Class.  School.  Dedicated learning.  All over again.  Was I up for this?

Worry and fear burst forth like a broken dam.  Maybe I wasn’t as smart as I used to be.  Maybe I wasn’t going to be that kid anymore.  The one who sets the curve.  The one who knows the answer.  The one who makes it seem so easy, makes it seem like their brain is a sponge for all the knowledge the teacher has to offer.  The one everyone hates because she’s that good.

What if this, going back to college, setting myself on this path, is a mistake?  What if I crash and burn, fail horribly, laughably?  What if this is just a pipe dream, a flight of fancy, a waste of time, money, and energy?  What if it’s too late for me to be that woman in a lab coat, that person helping those people?  What if I got this all wrong?

I thought about backing out.  I could drop my classes now with a full refund.  I could return my books, no problem.  I only purchased maybe $25 in stationary; no big loss there.
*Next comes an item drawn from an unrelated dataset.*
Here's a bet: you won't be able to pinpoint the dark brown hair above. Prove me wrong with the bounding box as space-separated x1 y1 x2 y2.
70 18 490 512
But then I thought about work, about going back to my job knowing that was all there is, knowing my life would once again center around a profession I no longer loved, doing work I no longer cared for.  Yes, I would still have my writing, but I will always have my writing.  I knew my writing wouldn’t be enough to pull me from the doldrums sinking myself back into my work-abyss would cause.

The thought of going back, of giving up, of not trying, hurt more than the fear and worry that held me as I sat in that chair staring at the pages of text I still had to read.

Tomorrow is the first day of classes.  Whether I fall on my face or soar to the heavens, I’m going for this.  Whether I succeed or fail, shine or sour, I have to try.